CCA and its use to appreciate the difference between layers of neural networks have already been discussed here. In this article, we are focusing on different neural networks, having different training dynamics. Researchers at DeepMind and Google Brain built upon SVCCA to develop projection-weighted CCA for comparison among CNNs, where weighted means were used for canonical correlations and their relationship with the underlying representation. So a higher weight was assigned to a CCA vector that was more canonically correlated with the representation.
It must also be remembered that training data in the real world will contain noise as well. Since training dynamics are also impacted by the training data, how do the dynamics vary according to the ‘original signal’ and the accompanying ‘noise’? To answer this, the CCA similarities were compared between layer L at times t throughout training with the same layer L at the final time step T. It was found that the sorted CCA coefficients ρ continued to change well after the network’s performance had converged. It could also be assumed that the un-converged coefficients and their corresponding vectors represented the ‘noise’.

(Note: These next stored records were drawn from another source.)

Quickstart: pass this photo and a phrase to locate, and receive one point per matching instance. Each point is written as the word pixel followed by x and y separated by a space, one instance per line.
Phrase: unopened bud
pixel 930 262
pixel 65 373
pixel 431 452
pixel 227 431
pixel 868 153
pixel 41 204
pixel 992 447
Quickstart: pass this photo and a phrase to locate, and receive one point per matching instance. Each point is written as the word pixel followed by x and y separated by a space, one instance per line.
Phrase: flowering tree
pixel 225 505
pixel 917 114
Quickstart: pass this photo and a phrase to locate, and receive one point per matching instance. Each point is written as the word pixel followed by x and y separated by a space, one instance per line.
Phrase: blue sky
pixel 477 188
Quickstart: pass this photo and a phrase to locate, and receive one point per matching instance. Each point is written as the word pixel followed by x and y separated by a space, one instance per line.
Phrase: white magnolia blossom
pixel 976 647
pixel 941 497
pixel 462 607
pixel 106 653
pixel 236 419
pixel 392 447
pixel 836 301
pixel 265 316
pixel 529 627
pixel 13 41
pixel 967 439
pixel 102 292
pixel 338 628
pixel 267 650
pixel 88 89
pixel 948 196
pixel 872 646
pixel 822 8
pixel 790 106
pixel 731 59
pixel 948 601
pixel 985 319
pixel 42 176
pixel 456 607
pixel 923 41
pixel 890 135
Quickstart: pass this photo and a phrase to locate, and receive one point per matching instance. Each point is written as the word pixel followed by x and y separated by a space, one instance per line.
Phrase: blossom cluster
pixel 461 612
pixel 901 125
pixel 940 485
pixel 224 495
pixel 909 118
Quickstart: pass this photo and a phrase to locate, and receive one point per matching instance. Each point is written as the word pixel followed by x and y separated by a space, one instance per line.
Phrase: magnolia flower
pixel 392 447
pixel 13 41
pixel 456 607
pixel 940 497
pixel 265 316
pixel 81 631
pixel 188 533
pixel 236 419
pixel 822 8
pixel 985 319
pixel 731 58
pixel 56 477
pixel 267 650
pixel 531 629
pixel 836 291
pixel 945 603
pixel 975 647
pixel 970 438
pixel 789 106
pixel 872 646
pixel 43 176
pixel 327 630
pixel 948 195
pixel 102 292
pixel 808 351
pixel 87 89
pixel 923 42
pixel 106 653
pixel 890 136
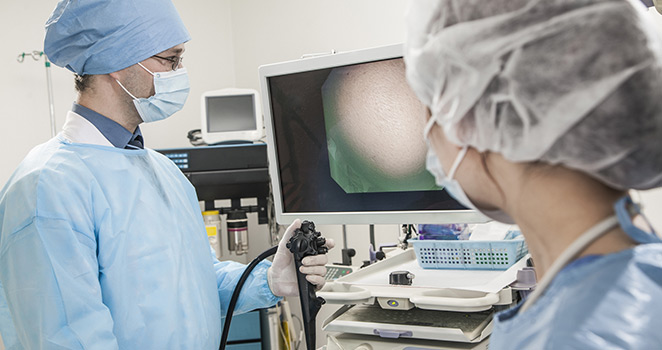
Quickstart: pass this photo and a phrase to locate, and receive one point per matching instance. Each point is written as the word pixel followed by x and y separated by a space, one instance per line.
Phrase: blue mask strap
pixel 625 208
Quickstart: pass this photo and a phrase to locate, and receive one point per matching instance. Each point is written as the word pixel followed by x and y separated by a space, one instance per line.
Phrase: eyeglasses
pixel 175 60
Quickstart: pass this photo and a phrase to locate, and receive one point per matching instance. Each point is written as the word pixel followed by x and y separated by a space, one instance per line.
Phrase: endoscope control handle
pixel 306 242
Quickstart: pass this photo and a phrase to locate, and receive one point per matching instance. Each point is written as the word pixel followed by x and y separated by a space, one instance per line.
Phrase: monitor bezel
pixel 367 217
pixel 214 137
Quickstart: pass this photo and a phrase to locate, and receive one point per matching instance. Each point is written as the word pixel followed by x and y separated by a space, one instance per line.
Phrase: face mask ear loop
pixel 433 119
pixel 148 71
pixel 456 163
pixel 125 90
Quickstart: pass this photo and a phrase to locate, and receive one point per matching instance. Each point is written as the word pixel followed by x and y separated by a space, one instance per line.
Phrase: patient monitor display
pixel 231 115
pixel 346 142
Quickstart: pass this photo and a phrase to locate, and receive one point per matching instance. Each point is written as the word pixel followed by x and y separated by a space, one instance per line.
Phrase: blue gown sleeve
pixel 50 278
pixel 255 294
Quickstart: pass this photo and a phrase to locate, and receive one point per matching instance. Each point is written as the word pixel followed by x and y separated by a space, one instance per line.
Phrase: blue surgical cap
pixel 102 36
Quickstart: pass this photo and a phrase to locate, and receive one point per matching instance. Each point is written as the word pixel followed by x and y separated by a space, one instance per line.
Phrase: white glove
pixel 281 275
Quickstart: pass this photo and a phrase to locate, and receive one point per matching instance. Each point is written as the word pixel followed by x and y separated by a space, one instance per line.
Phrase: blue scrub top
pixel 105 248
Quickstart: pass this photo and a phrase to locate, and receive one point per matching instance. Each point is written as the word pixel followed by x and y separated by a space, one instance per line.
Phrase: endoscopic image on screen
pixel 350 139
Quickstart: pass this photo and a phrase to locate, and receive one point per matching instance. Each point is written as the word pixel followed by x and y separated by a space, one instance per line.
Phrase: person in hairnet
pixel 102 243
pixel 545 114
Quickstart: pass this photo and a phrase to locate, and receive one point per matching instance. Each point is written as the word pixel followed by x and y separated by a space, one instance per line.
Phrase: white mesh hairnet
pixel 577 83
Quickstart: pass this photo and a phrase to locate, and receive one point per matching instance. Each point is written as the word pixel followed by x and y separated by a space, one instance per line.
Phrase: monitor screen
pixel 230 113
pixel 346 134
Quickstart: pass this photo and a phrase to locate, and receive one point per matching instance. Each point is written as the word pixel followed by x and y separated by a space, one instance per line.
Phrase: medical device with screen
pixel 345 136
pixel 231 115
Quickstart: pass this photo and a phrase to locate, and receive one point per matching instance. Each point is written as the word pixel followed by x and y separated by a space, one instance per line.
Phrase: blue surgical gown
pixel 611 302
pixel 105 248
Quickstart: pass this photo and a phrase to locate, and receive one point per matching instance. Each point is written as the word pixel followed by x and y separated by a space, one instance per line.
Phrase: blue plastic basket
pixel 469 255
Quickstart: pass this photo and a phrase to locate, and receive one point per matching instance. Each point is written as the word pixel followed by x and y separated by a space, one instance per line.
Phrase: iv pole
pixel 36 55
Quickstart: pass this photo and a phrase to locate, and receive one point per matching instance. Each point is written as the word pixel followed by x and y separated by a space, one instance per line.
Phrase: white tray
pixel 445 290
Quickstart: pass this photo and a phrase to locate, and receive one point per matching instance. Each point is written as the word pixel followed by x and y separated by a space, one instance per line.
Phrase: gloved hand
pixel 281 275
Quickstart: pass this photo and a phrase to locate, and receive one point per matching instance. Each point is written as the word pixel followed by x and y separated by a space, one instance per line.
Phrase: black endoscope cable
pixel 235 295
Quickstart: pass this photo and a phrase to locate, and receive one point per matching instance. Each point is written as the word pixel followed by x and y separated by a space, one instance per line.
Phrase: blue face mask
pixel 170 93
pixel 452 186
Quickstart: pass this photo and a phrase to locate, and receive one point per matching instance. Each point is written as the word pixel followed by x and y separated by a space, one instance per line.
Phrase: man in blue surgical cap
pixel 102 243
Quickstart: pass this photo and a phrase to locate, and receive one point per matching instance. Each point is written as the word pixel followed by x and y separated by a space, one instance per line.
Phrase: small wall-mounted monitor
pixel 231 115
pixel 345 142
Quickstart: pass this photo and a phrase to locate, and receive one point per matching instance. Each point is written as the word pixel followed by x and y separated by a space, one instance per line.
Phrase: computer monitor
pixel 345 142
pixel 231 115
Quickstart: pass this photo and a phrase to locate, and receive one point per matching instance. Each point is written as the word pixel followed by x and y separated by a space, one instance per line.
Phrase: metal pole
pixel 51 106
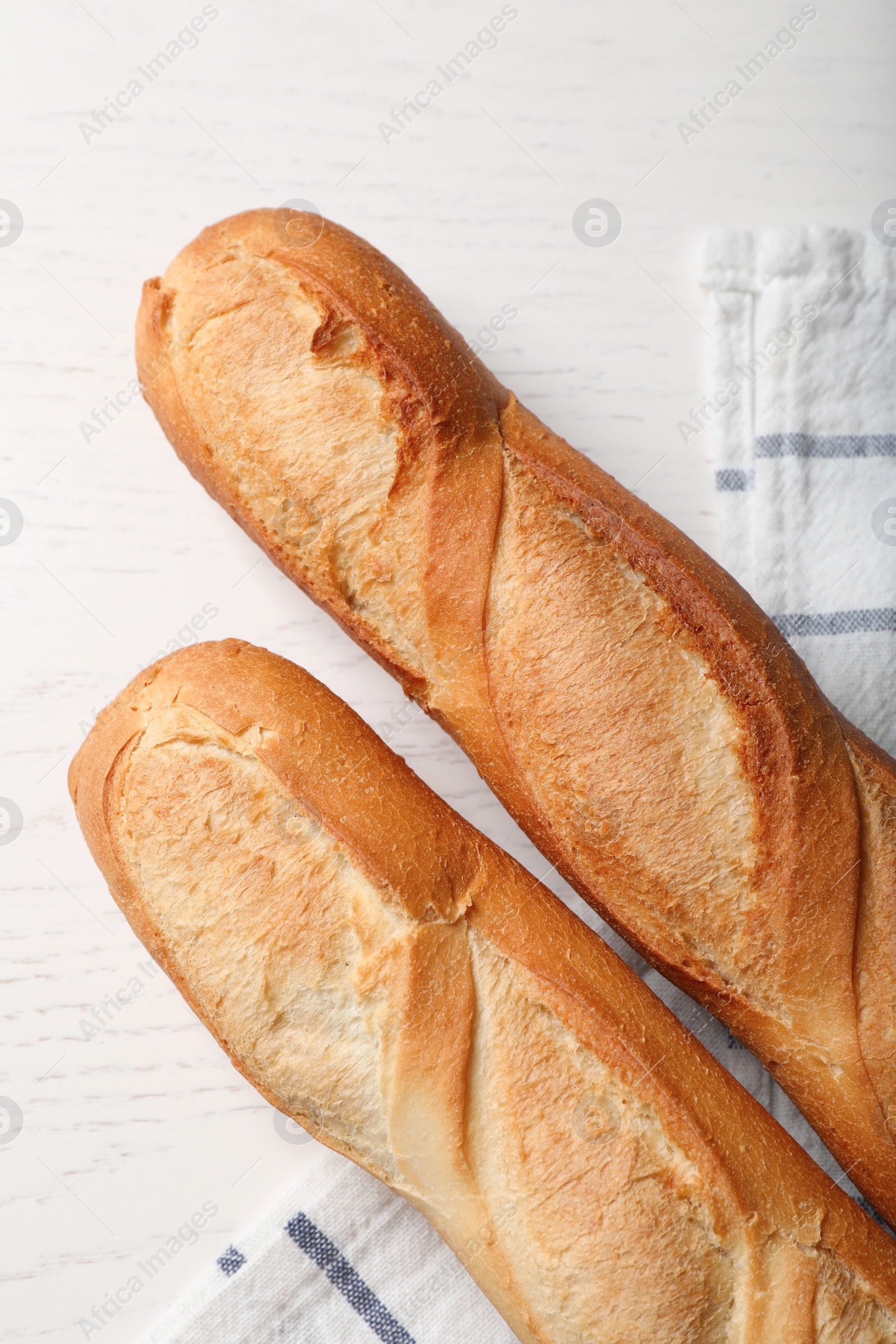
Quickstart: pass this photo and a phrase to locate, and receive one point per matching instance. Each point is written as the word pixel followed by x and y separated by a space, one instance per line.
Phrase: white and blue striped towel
pixel 338 1258
pixel 805 326
pixel 804 414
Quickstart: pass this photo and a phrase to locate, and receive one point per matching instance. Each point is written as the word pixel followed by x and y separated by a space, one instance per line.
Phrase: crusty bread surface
pixel 628 702
pixel 414 998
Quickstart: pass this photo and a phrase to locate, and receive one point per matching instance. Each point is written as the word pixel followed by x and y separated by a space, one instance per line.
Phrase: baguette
pixel 408 992
pixel 628 702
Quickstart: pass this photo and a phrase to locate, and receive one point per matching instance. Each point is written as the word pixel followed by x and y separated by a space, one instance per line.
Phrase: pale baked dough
pixel 627 701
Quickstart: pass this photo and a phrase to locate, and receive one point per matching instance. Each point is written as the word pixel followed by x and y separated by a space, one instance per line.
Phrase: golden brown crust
pixel 629 703
pixel 486 998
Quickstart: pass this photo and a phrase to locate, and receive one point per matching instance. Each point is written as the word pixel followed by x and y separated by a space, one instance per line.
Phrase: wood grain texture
pixel 148 1120
pixel 418 1002
pixel 587 656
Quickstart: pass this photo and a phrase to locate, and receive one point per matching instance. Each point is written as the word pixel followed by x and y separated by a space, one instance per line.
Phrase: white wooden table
pixel 128 1131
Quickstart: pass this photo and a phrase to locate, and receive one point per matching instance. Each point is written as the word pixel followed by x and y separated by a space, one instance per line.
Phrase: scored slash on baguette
pixel 399 986
pixel 628 702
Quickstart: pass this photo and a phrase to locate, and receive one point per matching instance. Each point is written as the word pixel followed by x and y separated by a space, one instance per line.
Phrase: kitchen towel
pixel 338 1260
pixel 802 408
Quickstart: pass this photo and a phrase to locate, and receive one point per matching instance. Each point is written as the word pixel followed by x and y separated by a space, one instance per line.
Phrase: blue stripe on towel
pixel 837 623
pixel 347 1280
pixel 827 445
pixel 230 1261
pixel 734 479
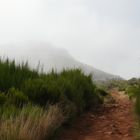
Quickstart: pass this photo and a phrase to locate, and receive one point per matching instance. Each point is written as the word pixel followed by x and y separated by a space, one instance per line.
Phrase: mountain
pixel 47 56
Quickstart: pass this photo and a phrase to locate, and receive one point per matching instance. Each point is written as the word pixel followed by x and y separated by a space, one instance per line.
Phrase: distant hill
pixel 47 56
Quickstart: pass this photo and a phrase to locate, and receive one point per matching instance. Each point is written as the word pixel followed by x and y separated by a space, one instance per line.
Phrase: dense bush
pixel 13 75
pixel 20 87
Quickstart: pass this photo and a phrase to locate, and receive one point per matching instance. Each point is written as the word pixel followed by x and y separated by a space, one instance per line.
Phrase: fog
pixel 101 33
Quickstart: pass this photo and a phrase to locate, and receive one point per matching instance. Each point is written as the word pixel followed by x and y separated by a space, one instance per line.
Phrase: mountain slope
pixel 49 57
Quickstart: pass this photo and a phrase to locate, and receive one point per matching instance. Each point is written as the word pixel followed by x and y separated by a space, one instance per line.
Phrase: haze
pixel 101 33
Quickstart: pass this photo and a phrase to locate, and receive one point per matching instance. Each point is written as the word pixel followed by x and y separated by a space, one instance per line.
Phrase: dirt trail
pixel 114 122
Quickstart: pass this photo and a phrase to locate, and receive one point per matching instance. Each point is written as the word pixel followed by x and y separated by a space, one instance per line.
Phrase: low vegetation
pixel 33 105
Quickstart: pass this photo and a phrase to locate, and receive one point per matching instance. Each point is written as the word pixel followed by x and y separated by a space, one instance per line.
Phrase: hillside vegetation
pixel 34 106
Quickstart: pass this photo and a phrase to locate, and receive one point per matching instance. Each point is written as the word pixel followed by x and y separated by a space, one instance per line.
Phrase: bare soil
pixel 114 121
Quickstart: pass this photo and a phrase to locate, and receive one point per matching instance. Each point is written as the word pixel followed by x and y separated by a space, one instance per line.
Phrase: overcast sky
pixel 102 33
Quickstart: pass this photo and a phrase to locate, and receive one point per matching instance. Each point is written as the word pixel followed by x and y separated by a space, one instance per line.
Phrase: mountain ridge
pixel 50 57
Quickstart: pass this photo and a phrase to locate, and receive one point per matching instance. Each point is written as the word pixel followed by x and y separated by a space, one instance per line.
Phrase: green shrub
pixel 17 97
pixel 3 98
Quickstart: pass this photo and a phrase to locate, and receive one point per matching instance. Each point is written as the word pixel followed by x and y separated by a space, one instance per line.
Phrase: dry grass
pixel 33 123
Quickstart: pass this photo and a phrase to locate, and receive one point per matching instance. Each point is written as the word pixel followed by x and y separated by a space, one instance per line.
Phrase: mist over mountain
pixel 47 57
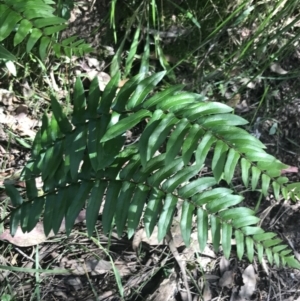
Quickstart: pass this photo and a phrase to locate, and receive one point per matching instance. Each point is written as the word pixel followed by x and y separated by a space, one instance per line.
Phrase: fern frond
pixel 87 162
pixel 34 20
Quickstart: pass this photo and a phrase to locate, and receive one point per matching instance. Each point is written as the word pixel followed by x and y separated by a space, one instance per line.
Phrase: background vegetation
pixel 239 56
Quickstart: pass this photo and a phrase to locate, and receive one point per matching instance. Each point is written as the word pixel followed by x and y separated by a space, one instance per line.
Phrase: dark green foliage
pixel 86 163
pixel 33 21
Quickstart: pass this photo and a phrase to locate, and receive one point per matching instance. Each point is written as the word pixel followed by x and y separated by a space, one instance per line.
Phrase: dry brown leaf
pixel 206 295
pixel 224 265
pixel 276 68
pixel 37 235
pixel 249 279
pixel 227 279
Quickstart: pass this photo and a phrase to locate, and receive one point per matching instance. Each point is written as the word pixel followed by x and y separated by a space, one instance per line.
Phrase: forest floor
pixel 78 268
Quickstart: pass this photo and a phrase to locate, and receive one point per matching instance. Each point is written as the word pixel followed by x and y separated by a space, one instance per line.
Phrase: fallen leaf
pixel 276 68
pixel 249 279
pixel 290 169
pixel 206 295
pixel 37 235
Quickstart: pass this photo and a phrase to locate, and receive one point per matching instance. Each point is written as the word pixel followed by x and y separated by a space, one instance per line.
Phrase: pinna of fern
pixel 34 21
pixel 86 162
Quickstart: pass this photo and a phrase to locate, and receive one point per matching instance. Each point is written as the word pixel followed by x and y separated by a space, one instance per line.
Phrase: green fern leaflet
pixel 85 162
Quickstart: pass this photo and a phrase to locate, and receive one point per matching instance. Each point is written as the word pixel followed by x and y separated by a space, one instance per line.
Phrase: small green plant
pixel 29 22
pixel 84 161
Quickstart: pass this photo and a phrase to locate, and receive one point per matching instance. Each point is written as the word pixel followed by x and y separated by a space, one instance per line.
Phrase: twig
pixel 170 241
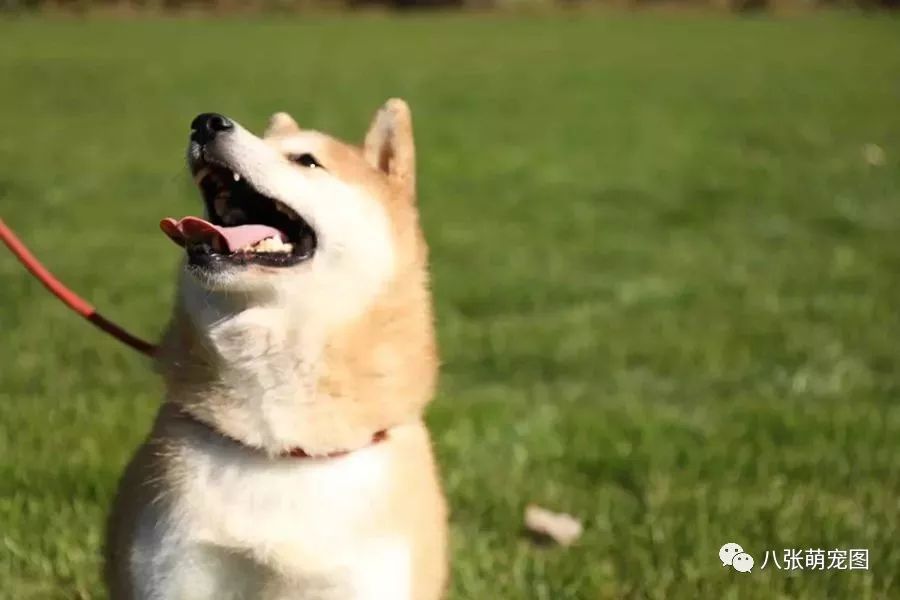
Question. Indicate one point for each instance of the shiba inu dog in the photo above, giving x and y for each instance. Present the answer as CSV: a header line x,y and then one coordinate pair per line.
x,y
289,459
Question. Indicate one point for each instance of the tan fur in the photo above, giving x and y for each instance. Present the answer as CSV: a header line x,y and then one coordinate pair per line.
x,y
351,377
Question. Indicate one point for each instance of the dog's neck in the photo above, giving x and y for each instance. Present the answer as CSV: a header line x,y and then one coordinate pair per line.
x,y
267,376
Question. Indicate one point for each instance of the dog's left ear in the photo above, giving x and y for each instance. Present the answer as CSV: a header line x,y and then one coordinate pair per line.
x,y
389,145
281,124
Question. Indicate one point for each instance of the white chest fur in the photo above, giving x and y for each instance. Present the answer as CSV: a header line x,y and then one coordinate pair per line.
x,y
244,526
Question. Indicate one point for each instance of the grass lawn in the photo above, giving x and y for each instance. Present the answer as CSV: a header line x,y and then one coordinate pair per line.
x,y
667,279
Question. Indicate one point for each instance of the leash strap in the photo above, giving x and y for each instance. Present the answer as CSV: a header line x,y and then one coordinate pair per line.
x,y
70,298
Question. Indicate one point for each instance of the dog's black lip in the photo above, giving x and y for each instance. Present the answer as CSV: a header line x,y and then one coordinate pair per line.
x,y
295,228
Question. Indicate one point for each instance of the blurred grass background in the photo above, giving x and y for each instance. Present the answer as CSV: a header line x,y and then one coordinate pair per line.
x,y
665,255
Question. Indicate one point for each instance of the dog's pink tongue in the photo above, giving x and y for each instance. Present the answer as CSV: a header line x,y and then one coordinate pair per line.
x,y
232,238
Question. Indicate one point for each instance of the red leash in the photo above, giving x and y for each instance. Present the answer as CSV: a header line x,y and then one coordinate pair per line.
x,y
71,299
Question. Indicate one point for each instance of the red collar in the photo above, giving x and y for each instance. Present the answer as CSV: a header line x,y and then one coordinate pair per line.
x,y
377,437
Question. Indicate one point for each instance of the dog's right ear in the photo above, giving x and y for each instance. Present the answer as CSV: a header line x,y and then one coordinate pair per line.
x,y
281,124
389,145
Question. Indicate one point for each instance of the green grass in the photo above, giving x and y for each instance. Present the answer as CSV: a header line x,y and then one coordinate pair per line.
x,y
667,281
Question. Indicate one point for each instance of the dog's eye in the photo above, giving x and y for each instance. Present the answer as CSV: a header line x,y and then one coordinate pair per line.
x,y
306,159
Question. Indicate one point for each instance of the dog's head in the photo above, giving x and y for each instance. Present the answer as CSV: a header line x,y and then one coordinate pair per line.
x,y
297,213
304,317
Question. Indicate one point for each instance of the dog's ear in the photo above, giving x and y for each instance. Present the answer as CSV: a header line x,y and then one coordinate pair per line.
x,y
389,143
281,124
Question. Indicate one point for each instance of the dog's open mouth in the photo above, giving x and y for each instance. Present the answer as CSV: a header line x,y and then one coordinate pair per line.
x,y
245,226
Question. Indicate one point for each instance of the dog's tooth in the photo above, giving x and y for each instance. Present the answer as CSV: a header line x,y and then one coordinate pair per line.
x,y
201,175
235,215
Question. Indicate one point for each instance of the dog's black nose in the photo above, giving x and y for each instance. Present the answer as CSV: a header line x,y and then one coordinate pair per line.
x,y
205,126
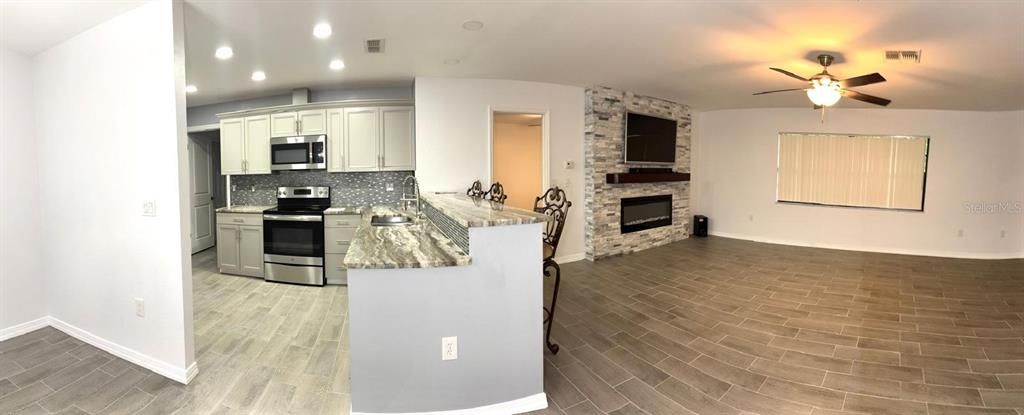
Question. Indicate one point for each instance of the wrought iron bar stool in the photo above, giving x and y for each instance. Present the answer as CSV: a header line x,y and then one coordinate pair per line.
x,y
475,190
496,193
553,203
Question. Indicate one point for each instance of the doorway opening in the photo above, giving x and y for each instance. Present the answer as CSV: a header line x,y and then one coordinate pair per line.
x,y
518,155
206,188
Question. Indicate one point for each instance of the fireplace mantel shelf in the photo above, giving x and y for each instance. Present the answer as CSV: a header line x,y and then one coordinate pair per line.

The next question that arose was if the CCA vectors that stabilized early in training remained stable. To test this, the CCA vectors were computed between layer L at the time step tₑₐᵣₗᵧ in training and time step T/2. The similarity between the top 100 vectors, which had stabilized early was found to remain stable; and the bottom 100 vectors, which had not stabilized with the representation at all other training steps, continued to vary and therefore likely represented noise. These results suggested that task-critical representations are learned by midway through training, while the noise only approaches its final value towards the end.